The Penn Yan Republican began publishing in 1823 and except for a gap in the 1830s it or its successors have been publishing ever since (the paper is now the Chronicle-Express). The Yates County Historian, the Penn Yan Public Library, the New York State Library in Albany, and other institutions (notably the library at Cornell University) maintain microfilm copies of these papers, more or less complete except for very spotty coverage of the 1840s. A two-volume index of genealogical gleanings from these papers through September, 1867, was created from the microfilm and may be purchased from Heritage Books, Inc. Both books are available on a single CD-ROM.
An online transcript of vital records extracts from The Chronicle is being created, beginning in October, 1867, where Mrs. Stenzel left off.
The Chronicle's predecessor was the Penn Yan Whig. Our microfilm collection of this paper is quite incomplete, but we are extracting notices from what we have. At present, the extracts from 1840 and 1841 are on-line.
Otherwise, an extensive but incomplete card index was created by former County Historian Frank Swann and is now in the possession of the Yates County Genealogical & Historical Society.

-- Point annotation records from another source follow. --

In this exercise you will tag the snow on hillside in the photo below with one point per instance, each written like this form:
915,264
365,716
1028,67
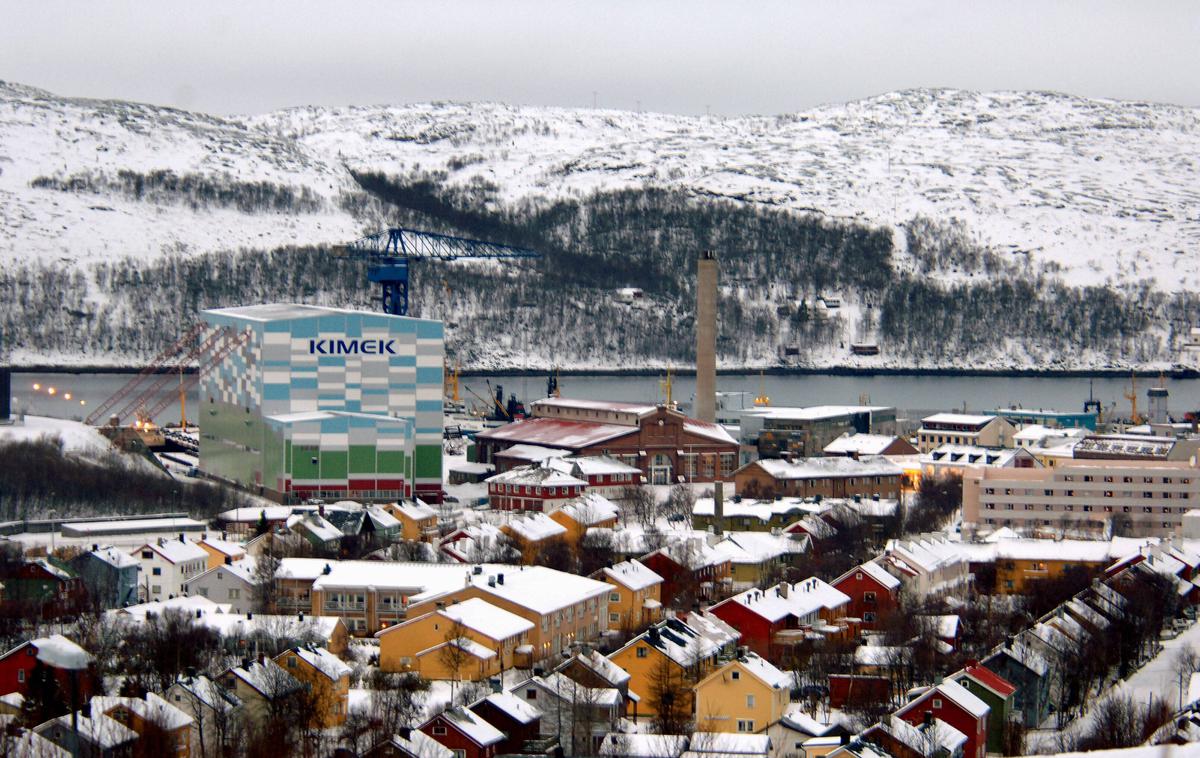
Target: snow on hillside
46,136
1105,190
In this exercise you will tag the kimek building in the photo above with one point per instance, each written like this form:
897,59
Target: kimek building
324,403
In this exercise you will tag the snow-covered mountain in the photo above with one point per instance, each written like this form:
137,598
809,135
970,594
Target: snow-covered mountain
1108,191
1086,192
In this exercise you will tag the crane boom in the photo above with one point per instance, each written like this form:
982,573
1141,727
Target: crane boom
389,252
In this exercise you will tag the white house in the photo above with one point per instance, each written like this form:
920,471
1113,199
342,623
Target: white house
229,583
167,565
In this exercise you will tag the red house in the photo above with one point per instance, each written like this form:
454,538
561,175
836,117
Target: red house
689,570
533,488
520,721
462,729
871,590
55,653
781,615
952,703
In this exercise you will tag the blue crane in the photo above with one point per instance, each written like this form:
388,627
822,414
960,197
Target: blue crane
389,253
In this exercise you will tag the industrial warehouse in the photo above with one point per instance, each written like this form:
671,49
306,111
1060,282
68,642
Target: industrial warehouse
324,403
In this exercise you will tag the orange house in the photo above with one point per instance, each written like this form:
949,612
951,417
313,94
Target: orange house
467,641
636,596
328,678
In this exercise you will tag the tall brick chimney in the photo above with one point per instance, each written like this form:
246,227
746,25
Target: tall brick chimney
706,337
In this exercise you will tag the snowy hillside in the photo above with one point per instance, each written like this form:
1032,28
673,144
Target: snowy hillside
936,216
47,137
1108,191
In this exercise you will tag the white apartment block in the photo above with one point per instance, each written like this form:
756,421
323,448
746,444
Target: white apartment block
1129,498
166,565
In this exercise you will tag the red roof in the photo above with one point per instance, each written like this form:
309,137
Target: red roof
989,679
557,433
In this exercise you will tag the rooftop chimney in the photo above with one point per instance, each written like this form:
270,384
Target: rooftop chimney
718,506
706,337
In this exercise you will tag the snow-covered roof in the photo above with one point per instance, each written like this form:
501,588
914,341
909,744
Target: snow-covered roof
115,558
323,661
875,571
483,617
153,709
233,549
208,692
174,551
473,726
603,666
633,575
637,745
315,524
757,547
191,605
973,420
571,691
267,677
534,527
811,413
763,671
60,653
919,738
729,743
826,468
99,729
420,745
599,465
591,509
535,476
414,510
561,433
714,432
859,444
533,453
516,708
798,600
685,642
573,403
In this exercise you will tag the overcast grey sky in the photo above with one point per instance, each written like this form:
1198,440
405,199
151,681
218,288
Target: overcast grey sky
760,56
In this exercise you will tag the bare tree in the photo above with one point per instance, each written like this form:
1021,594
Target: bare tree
454,655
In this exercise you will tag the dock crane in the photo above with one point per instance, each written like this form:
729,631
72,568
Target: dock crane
389,253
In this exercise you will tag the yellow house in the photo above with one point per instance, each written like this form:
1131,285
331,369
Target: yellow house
563,607
636,597
418,522
467,641
583,512
327,677
676,654
257,684
220,551
745,695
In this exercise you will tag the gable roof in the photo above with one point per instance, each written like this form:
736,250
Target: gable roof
471,725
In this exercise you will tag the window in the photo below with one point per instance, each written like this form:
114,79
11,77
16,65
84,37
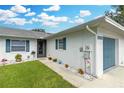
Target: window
61,43
18,45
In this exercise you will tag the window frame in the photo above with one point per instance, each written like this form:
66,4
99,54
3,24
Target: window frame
60,43
17,45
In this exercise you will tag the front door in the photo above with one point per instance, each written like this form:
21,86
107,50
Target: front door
108,53
41,48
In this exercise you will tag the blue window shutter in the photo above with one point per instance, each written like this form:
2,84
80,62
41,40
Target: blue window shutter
56,43
27,46
7,45
64,45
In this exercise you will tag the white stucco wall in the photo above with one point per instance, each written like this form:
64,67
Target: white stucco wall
110,32
11,55
72,54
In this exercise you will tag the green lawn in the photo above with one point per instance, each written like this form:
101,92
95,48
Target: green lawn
30,75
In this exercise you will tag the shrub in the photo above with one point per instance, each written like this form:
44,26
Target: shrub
80,71
3,60
66,65
55,60
50,58
33,53
18,57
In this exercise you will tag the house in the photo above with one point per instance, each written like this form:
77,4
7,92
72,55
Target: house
17,41
95,46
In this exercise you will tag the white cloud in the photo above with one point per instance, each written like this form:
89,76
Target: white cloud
76,16
7,14
71,21
45,16
60,19
113,10
79,21
19,9
98,16
53,8
50,23
30,14
84,13
17,21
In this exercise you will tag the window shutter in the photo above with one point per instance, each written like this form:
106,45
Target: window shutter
27,46
7,45
64,45
56,44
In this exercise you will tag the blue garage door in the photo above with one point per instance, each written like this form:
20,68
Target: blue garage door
108,52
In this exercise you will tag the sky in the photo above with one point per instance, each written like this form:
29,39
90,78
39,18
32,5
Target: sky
52,18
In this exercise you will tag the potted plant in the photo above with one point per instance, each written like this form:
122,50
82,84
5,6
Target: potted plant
50,58
66,65
55,60
80,71
33,53
18,58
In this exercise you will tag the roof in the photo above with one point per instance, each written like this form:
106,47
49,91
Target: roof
22,33
92,23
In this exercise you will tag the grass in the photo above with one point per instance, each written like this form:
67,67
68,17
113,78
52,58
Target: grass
32,74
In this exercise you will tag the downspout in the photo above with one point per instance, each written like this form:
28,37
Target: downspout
87,27
93,32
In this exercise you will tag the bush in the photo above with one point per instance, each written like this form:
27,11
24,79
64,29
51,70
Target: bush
50,58
80,71
66,65
3,60
18,57
55,60
33,53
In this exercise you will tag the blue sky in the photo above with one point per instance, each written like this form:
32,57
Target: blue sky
51,18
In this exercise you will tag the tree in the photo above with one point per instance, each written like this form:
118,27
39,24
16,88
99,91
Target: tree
118,15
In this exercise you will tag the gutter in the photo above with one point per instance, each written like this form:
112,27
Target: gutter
90,30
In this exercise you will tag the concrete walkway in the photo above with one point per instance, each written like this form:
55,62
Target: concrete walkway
111,79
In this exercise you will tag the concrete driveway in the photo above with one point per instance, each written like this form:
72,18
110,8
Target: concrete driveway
111,79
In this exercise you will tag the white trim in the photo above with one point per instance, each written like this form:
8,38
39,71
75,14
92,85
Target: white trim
114,23
87,27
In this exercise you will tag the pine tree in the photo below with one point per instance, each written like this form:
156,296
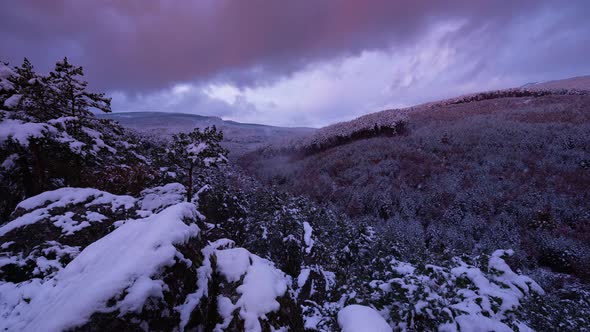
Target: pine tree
197,149
72,96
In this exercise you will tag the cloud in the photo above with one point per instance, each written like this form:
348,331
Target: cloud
298,62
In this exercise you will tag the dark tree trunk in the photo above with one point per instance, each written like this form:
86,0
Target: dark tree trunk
39,168
189,190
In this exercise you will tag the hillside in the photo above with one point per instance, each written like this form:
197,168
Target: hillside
462,215
238,137
493,170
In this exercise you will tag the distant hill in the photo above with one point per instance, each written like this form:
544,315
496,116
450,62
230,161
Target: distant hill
578,83
239,137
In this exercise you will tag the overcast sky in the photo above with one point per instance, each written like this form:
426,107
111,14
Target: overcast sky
298,63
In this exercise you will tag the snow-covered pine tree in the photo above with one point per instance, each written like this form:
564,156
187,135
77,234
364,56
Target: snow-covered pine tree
197,149
72,96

The Dundee Observer has been published since 1878 and has also been microfilmed. The film is available at all the sites mentioned in the previous paragraph, plus at the Dundee Library. The Dundee Record, an older paper begun in the 1850s, has not been filmed, but an extensive index was created and is maintained by the Dundee Area Historical Society. Items of genealogical interest have been extracted from the Observer by the Historian's Office. So far, items for 1878 are available on-line.
The Penn Yan Herald and its successor the Democrat was the first paper published in Penn Yan, its first issue coming out in 1818. A few pre-1850s issues are in the collection of the Yates County Genealogical & Historical Society. We have a volunteer working on extracting items of genealogical interest from the issues of the Democrat that we have on microfilm. So far, we have online extracts from the 1840s, 1850, 1852, 1853, 1854, the 1860s, and 1870-1895. From that period to the paper's last issue in 1949, microfilm exists. Indexes of the years 1898-1949 are in the process of being posted on line.

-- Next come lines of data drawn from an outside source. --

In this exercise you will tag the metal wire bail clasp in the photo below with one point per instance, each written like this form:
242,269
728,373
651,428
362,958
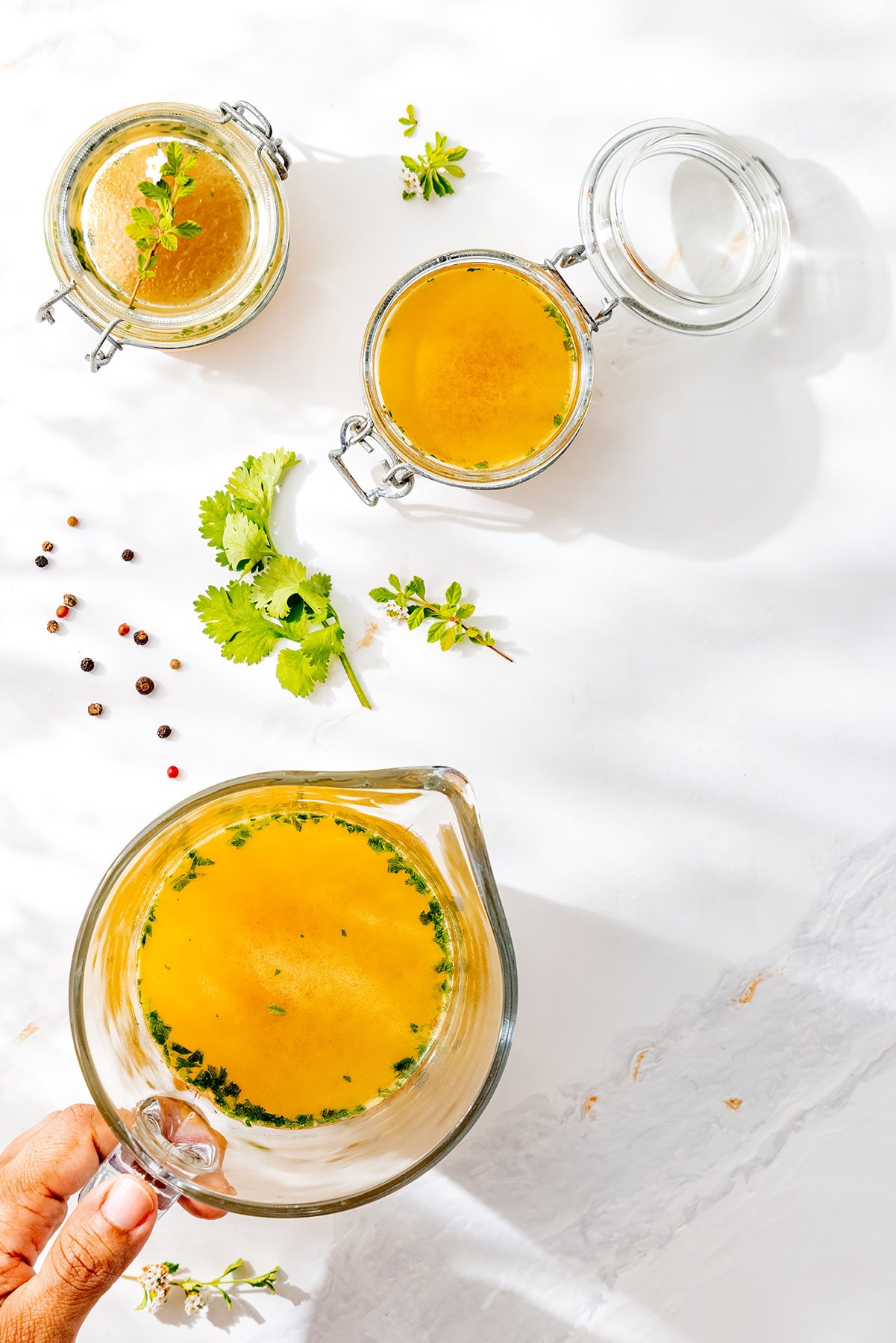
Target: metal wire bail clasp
100,355
398,480
571,257
257,125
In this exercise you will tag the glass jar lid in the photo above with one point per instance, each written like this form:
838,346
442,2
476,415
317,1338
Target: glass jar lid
684,226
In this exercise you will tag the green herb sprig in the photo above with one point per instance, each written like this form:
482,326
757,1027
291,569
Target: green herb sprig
410,121
431,171
449,618
281,601
157,1282
154,226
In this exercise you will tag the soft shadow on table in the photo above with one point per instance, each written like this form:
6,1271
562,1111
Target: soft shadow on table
527,1225
706,446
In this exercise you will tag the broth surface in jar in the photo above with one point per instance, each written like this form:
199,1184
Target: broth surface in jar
201,266
296,967
477,367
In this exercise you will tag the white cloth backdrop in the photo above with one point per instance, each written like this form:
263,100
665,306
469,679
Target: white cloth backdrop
687,771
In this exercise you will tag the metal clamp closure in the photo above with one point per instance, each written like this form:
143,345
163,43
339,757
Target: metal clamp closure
257,125
398,480
571,257
105,348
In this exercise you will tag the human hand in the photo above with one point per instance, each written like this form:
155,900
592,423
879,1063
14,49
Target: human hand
40,1171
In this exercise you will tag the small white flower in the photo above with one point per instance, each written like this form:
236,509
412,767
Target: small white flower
196,1303
411,183
154,166
156,1277
157,1300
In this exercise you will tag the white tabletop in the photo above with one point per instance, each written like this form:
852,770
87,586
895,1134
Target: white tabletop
696,738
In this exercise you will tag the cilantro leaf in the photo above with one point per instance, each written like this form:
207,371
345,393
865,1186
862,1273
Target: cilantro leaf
213,515
298,673
324,644
281,580
245,543
254,483
230,619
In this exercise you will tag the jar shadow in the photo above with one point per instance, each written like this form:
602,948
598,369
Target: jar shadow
707,448
696,448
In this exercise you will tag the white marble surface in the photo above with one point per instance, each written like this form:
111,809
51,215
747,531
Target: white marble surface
698,730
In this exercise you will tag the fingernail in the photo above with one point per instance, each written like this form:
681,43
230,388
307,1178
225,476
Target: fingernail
128,1203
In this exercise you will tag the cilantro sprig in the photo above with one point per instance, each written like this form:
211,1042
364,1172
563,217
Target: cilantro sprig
154,226
275,598
410,121
449,618
430,172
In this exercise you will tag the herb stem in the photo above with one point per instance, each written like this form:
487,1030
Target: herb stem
141,275
436,614
355,683
350,671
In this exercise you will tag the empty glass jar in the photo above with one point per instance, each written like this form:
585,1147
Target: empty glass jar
478,367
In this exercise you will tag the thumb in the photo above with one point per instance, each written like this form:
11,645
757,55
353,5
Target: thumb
94,1247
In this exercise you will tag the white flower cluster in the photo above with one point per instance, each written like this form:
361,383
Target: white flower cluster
154,164
156,1282
411,183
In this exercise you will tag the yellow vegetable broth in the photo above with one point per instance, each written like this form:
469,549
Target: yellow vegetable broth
201,265
477,367
296,968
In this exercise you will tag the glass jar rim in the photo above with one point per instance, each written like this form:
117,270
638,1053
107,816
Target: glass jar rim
441,779
607,235
422,463
201,322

SCRAPBOOKS and OTHER PRIVATE SOURCES
Newspaper clippings and other documents of a private nature such as letters also contain genealogical information. They tend to be inaccessible to one degree or another, however.
The Histoian's Office was loaned a scrapbook by Mr. Carl Drakeley that had apparently been compiled by a member of the Todd family in Jerusalem. The vital records information has been transcribed and is posted on line. The transcription is in two parts:
One: Transcripts of newspaper clippings collected by a member of the Meli Todd family. 1870s and 1880s.
Two: Abstract of the 1875 census of Yates County. Lists of people over 70 living in the County.